Hell’s Angels Trio Jailed for Violent Findon Assault

A violent encounter between rival motorcycle clubs culminates in significant prison terms.

Hell’s Angels Trio Jailed for Violent Findon Assault
Callum Shaw, Daniel Kent and Barry Brown.

Three Hell’s Angels Motorcycle Club members, Callum Shaw, Barry Brown, and Daniel Kent, have been incarcerated for a total of 19 years due to their involvement in a brutal assault in Findon, shedding light on the ongoing rivalry with the Vikings Motorcycle Club.

The altercation, which took place on Findon Road on October 8, escalated when Hell’s Angels members exited their vehicles and launched an attack on the Vikings, reportedly as retaliation for an earlier incident where Vikings members allegedly stole Hell’s Angels’ gear at a Surrey service station.

The violent encounter, which resulted in severe injuries for a 52-year-old Vikings member from Harrow, was meticulously recorded, leading to the arrest of the assailants.

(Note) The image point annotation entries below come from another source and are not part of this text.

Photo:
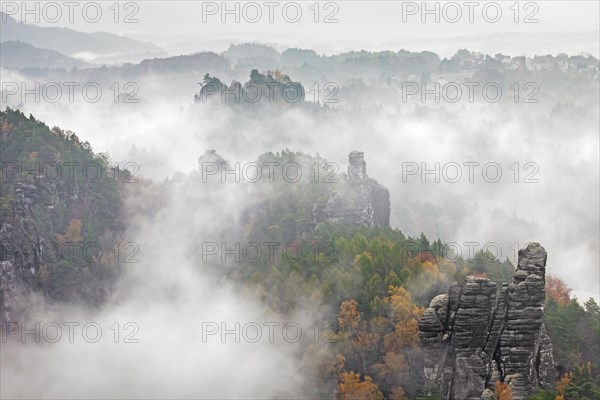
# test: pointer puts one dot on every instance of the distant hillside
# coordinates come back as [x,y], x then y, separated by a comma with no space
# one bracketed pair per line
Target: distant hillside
[17,54]
[71,42]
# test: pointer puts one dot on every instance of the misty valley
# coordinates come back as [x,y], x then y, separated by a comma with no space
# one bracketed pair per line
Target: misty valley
[300,200]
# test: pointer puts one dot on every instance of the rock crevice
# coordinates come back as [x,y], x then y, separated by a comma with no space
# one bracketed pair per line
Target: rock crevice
[480,333]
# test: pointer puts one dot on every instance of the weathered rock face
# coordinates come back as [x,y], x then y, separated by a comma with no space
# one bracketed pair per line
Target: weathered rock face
[479,333]
[363,202]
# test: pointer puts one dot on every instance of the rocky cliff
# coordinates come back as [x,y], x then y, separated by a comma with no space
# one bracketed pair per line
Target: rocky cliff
[360,199]
[479,333]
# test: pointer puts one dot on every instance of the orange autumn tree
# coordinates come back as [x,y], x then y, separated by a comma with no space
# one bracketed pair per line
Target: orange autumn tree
[354,330]
[350,387]
[400,344]
[503,391]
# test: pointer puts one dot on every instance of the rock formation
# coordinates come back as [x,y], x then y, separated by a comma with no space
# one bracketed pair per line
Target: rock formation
[480,333]
[360,199]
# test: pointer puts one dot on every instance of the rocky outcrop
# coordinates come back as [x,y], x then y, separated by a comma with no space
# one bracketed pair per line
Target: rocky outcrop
[479,333]
[360,199]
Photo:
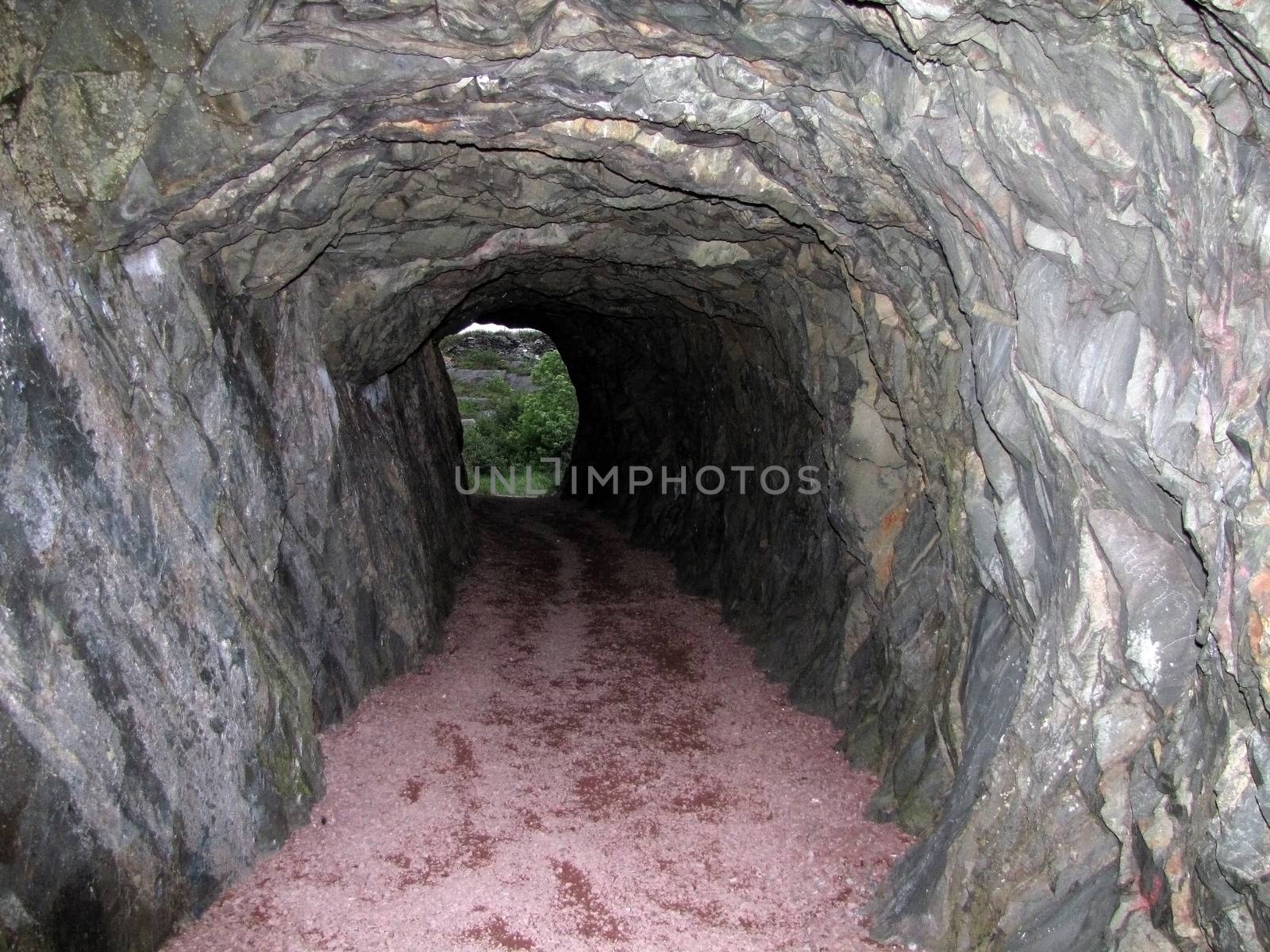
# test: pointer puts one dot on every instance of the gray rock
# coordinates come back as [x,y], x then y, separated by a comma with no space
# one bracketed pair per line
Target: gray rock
[997,271]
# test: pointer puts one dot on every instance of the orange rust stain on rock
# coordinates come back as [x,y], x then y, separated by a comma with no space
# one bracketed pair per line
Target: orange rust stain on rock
[423,129]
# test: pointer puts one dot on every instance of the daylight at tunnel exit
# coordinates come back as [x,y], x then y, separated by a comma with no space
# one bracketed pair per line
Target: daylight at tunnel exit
[635,476]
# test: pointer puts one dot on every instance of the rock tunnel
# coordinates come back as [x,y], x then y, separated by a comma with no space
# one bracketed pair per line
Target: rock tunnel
[997,270]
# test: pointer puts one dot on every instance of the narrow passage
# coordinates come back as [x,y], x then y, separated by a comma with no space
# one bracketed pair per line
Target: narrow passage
[591,763]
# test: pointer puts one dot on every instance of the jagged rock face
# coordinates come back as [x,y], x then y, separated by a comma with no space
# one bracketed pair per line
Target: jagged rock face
[1000,271]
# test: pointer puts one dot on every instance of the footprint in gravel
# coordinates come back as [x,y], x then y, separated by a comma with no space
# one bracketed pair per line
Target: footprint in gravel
[575,892]
[464,757]
[499,933]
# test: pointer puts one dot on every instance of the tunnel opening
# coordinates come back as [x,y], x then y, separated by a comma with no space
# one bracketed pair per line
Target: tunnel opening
[518,409]
[997,273]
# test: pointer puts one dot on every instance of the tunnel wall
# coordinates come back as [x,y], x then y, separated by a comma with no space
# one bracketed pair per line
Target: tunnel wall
[210,550]
[1045,232]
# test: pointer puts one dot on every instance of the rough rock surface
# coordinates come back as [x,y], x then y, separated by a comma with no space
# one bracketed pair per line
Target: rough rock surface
[1001,270]
[677,803]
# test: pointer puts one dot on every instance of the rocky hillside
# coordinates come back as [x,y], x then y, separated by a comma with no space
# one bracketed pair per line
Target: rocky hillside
[487,365]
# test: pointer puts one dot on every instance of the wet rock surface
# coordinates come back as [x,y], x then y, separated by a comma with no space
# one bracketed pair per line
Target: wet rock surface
[999,271]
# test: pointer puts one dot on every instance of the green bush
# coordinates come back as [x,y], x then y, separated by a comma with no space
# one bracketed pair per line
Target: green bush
[522,428]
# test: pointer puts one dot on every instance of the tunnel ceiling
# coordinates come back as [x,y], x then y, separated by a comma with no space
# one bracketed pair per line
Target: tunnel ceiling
[1001,268]
[406,152]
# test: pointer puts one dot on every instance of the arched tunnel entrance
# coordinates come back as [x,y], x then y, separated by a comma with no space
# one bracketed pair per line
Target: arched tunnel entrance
[995,272]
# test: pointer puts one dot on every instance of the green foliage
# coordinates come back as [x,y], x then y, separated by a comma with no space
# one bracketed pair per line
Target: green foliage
[522,428]
[549,416]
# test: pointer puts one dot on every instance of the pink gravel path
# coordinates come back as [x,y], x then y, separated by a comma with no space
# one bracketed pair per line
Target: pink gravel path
[592,763]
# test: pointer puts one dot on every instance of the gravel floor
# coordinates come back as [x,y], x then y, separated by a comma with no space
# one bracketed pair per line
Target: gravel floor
[592,763]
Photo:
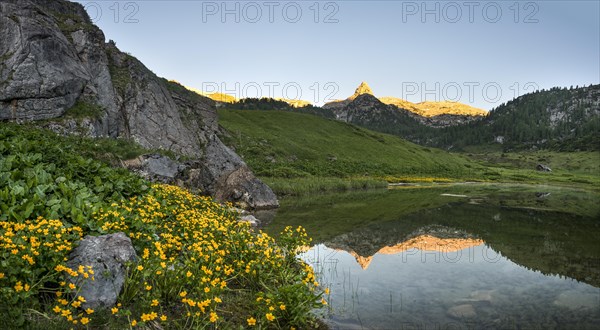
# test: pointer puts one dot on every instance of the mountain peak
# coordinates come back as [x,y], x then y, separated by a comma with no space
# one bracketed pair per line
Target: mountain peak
[363,88]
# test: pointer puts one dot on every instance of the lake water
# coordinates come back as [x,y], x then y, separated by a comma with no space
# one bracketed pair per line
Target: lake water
[454,257]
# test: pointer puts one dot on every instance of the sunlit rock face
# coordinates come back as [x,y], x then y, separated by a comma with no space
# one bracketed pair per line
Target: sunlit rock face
[430,113]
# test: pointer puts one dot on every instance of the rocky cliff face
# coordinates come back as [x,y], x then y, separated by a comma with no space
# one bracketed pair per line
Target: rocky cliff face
[53,59]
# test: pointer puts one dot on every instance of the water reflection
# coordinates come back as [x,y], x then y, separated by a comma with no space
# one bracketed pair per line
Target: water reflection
[455,257]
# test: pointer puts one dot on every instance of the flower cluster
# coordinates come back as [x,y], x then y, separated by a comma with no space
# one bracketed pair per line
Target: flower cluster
[196,263]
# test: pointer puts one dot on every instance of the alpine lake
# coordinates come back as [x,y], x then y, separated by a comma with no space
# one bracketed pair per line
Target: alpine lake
[460,256]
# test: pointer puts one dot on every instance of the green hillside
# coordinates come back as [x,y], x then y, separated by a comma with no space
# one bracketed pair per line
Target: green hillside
[291,145]
[558,119]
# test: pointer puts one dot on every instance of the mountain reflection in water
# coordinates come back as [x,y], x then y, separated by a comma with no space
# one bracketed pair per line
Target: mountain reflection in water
[454,257]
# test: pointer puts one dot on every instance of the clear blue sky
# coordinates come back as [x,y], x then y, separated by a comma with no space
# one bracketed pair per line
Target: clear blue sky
[467,51]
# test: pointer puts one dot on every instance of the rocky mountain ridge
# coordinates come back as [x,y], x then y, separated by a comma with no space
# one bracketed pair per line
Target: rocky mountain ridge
[54,59]
[429,113]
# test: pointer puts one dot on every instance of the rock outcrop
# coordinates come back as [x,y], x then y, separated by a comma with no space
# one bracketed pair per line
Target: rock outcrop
[363,88]
[433,114]
[54,59]
[107,255]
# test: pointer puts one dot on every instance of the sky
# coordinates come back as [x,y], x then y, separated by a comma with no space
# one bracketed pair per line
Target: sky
[482,53]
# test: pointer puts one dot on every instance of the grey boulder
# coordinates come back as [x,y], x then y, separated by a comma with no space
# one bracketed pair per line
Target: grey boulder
[108,256]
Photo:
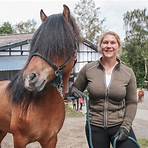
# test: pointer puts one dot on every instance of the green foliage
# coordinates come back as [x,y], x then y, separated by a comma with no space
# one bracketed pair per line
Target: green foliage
[89,20]
[6,28]
[135,52]
[25,27]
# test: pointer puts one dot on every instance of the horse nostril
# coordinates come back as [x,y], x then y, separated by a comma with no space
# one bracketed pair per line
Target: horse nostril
[33,76]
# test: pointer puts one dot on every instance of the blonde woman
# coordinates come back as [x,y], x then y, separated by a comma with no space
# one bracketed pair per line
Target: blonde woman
[112,96]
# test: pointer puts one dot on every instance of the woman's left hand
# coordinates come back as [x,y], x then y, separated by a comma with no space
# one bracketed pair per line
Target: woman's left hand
[122,134]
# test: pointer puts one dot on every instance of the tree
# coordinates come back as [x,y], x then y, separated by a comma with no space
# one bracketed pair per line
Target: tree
[89,20]
[136,43]
[25,27]
[6,28]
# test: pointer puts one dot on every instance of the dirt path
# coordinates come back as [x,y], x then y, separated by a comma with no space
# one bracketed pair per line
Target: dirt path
[72,134]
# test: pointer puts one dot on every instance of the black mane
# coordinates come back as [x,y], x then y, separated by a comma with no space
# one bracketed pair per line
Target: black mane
[55,38]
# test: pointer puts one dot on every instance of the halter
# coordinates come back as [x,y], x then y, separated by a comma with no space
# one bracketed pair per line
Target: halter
[59,71]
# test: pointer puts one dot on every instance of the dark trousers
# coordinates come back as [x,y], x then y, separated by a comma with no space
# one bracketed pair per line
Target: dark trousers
[102,137]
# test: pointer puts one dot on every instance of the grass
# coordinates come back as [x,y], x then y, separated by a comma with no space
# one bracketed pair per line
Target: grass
[143,143]
[72,113]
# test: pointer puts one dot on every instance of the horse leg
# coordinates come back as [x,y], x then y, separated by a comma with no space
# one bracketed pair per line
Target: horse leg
[50,144]
[2,135]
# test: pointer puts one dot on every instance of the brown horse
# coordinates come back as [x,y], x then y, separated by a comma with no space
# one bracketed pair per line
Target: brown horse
[32,106]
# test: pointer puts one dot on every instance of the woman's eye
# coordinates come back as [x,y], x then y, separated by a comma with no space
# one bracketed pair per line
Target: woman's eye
[113,42]
[105,42]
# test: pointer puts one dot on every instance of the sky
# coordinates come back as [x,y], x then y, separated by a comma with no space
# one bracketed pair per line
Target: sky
[15,11]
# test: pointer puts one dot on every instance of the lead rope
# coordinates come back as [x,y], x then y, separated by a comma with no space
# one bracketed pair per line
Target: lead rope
[130,138]
[88,121]
[89,126]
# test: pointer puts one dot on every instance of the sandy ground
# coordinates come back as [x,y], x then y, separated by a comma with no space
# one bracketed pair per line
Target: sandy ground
[72,135]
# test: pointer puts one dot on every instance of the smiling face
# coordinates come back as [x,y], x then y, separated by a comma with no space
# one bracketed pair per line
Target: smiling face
[110,46]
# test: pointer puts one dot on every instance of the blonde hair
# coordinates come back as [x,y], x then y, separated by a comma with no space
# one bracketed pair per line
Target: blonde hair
[109,33]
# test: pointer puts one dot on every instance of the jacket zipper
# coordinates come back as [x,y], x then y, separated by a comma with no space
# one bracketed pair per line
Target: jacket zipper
[106,101]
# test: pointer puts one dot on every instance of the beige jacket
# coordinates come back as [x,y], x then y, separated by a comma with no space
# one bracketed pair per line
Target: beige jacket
[112,105]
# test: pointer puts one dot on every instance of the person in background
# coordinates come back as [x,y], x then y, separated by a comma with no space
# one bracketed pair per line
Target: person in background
[81,102]
[111,87]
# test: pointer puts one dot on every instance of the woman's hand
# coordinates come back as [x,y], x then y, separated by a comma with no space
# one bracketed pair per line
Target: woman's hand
[122,134]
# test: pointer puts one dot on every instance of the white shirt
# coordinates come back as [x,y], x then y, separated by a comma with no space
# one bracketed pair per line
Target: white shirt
[108,79]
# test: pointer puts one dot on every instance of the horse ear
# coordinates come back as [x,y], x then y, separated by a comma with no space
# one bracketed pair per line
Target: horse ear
[66,13]
[43,16]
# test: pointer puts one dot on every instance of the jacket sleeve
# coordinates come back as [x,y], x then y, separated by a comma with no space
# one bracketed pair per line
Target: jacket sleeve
[81,80]
[130,102]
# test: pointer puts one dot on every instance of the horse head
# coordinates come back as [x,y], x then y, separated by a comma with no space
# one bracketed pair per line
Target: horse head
[52,51]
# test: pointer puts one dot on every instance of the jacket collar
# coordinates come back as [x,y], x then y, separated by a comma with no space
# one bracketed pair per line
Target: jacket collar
[100,65]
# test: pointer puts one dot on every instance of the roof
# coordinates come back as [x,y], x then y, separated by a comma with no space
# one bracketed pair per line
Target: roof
[8,63]
[10,39]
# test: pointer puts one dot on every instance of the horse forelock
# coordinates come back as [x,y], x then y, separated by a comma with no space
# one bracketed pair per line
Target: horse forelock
[56,38]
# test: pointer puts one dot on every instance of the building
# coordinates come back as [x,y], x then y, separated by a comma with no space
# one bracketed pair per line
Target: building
[14,53]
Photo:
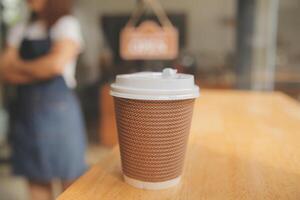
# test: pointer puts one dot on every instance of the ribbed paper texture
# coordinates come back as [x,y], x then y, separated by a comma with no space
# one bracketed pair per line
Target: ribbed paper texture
[153,137]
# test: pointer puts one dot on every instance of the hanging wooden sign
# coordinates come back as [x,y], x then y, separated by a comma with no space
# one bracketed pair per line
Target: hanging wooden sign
[149,41]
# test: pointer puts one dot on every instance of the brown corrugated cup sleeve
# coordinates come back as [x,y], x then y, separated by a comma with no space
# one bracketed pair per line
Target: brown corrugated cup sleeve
[153,137]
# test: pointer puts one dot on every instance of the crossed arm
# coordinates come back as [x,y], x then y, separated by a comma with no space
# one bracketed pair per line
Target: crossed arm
[14,70]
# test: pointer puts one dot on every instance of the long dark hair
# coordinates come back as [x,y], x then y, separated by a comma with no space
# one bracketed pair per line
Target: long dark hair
[53,10]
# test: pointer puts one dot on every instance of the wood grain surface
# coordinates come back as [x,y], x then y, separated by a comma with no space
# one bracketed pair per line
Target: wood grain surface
[243,145]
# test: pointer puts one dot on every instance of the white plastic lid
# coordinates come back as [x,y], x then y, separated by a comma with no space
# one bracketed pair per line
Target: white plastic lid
[166,85]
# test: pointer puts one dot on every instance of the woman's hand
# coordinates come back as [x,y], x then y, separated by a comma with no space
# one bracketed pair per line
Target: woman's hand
[53,63]
[9,64]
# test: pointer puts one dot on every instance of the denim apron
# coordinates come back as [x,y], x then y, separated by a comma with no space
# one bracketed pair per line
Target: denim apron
[48,135]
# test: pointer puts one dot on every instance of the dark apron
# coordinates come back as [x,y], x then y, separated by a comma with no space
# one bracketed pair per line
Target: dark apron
[48,135]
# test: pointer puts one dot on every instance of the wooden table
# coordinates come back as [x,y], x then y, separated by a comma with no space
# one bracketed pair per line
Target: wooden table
[243,145]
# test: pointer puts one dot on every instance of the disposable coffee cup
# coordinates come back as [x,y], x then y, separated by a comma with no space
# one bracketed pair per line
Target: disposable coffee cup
[153,115]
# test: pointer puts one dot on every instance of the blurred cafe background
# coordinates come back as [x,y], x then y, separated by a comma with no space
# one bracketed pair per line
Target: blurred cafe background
[232,44]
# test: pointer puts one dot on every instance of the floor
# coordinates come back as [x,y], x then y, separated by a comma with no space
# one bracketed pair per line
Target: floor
[14,188]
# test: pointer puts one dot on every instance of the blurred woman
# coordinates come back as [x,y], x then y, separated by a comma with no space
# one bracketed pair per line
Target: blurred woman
[48,137]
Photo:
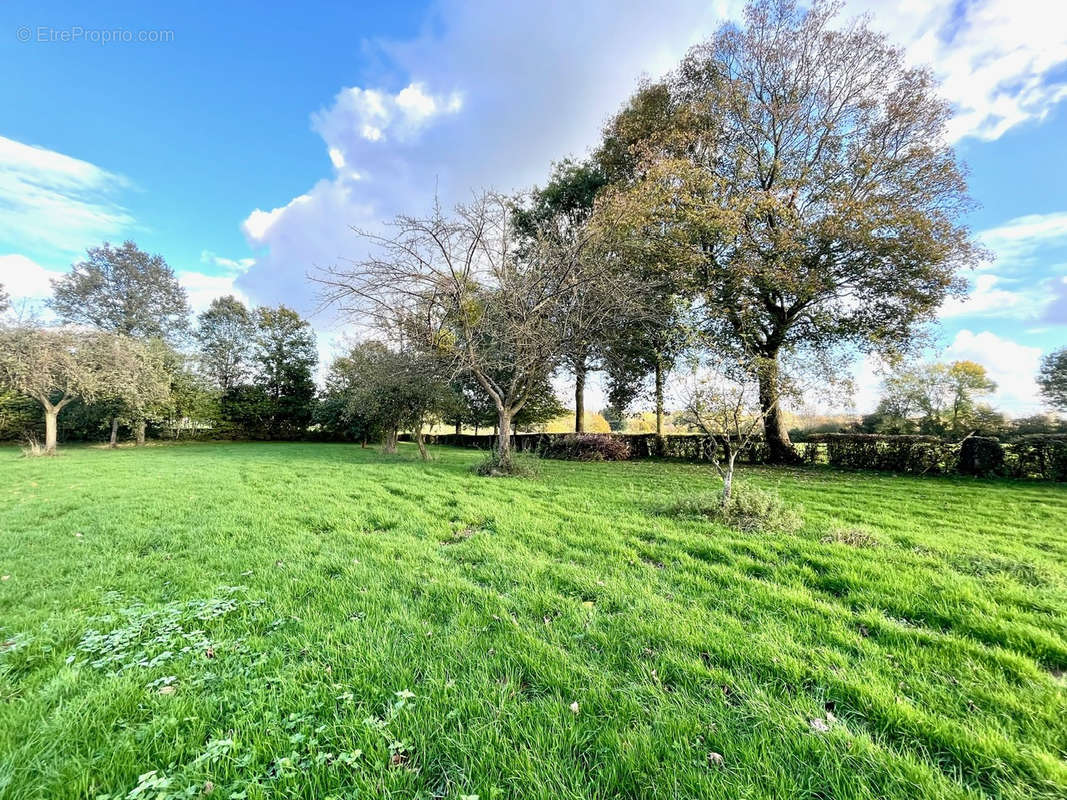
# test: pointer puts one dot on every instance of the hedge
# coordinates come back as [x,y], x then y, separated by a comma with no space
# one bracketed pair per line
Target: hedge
[1036,456]
[683,447]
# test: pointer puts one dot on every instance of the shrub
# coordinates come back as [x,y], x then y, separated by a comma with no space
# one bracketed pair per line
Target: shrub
[587,447]
[981,456]
[521,465]
[850,537]
[1039,456]
[748,510]
[897,453]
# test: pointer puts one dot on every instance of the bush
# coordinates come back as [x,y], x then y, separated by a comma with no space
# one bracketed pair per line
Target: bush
[748,510]
[1039,456]
[850,537]
[981,456]
[587,447]
[896,453]
[521,465]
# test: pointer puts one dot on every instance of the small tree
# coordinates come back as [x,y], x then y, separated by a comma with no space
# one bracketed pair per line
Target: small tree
[558,212]
[942,396]
[56,367]
[459,287]
[378,390]
[126,291]
[725,404]
[225,335]
[1052,379]
[285,358]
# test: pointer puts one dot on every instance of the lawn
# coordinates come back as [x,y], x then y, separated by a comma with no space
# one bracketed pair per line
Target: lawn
[314,621]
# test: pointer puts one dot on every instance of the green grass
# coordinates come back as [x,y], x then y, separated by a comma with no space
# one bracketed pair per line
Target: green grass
[306,621]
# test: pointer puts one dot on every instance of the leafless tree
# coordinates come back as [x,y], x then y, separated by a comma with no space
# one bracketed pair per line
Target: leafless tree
[459,286]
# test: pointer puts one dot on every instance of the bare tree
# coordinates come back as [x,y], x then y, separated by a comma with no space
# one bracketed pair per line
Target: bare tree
[459,286]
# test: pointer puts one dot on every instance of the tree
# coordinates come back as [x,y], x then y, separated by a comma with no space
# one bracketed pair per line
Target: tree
[383,390]
[1052,379]
[225,337]
[802,185]
[943,397]
[652,336]
[123,290]
[725,403]
[459,287]
[285,358]
[56,367]
[126,291]
[558,212]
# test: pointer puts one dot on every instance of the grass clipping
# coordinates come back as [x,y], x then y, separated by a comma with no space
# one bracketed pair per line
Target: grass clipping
[749,510]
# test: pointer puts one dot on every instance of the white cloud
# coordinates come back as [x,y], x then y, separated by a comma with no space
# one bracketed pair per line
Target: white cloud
[1012,365]
[24,278]
[238,265]
[54,203]
[376,115]
[1000,62]
[203,288]
[989,299]
[1017,241]
[490,96]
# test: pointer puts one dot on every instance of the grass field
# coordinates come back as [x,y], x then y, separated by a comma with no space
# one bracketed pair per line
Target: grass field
[314,621]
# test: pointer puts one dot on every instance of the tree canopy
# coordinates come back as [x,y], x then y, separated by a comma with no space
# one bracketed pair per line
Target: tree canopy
[123,290]
[797,179]
[1052,379]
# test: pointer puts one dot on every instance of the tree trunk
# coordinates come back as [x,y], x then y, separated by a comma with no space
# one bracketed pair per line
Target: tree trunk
[504,437]
[779,448]
[659,397]
[579,398]
[389,441]
[51,416]
[728,475]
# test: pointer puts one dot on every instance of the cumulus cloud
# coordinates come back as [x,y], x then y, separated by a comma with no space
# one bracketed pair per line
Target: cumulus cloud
[1055,312]
[24,278]
[1012,365]
[53,203]
[1000,62]
[489,96]
[989,297]
[1020,241]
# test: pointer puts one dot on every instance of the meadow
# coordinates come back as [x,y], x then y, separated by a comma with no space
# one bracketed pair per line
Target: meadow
[313,621]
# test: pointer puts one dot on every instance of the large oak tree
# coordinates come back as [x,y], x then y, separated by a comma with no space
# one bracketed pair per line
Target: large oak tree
[800,181]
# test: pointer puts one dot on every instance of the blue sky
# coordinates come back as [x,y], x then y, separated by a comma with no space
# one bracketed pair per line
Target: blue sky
[244,145]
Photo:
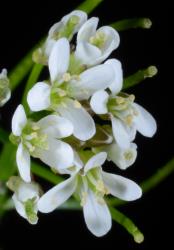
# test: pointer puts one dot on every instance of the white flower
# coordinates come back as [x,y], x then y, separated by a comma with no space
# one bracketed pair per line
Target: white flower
[127,117]
[90,184]
[94,46]
[40,139]
[25,198]
[66,27]
[122,157]
[64,88]
[5,92]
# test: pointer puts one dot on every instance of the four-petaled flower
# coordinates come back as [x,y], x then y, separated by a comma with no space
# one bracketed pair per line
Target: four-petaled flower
[90,183]
[40,140]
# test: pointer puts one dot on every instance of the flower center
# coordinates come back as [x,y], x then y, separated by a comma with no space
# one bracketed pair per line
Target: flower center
[98,40]
[122,108]
[66,30]
[33,138]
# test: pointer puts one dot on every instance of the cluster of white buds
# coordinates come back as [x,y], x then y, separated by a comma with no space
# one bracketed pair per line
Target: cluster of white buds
[80,89]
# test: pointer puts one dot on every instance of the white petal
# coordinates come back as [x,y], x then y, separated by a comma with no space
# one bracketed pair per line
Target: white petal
[55,28]
[121,187]
[131,130]
[118,155]
[95,161]
[59,59]
[120,134]
[87,30]
[27,191]
[19,120]
[112,42]
[117,83]
[81,14]
[84,126]
[96,78]
[57,195]
[99,101]
[87,53]
[49,44]
[97,216]
[38,97]
[19,207]
[144,121]
[23,163]
[59,154]
[56,126]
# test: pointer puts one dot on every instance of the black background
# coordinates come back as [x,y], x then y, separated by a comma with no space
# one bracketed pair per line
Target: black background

The victim, who faced life-threatening injuries, has fortunately made a recovery.

Shaw, a 27-year-old with no fixed abode, faced the harshest penalty, receiving a 12-year sentence for GBH, burglary, violent disorder, and carrying a knife, with an additional five-year license extension due to the crime’s severity, as determined at Lewes Crown Court.

Brown and Kent faced the court on subsequent dates, with Brown receiving a three-year sentence for violent disorder and actual bodily harm, and Kent receiving a similar sentence, plus an additional year for a related burglary, highlighting the serious consequences of motorcycle gang violence.

Investigating officer, Detective Constable Matt Watson, said: “This was a vicious attack and an incident which got out of hand very quickly.

“The significant sentences recognise the seriousness of the incident, which was in the middle of a busy street and had a profound impact on the local community. Nearby witnesses will no doubt still be affected and traumatised by what they saw.

“Shaw, Brown and Kent are dangerous individuals, and the streets are safer with them in prison.”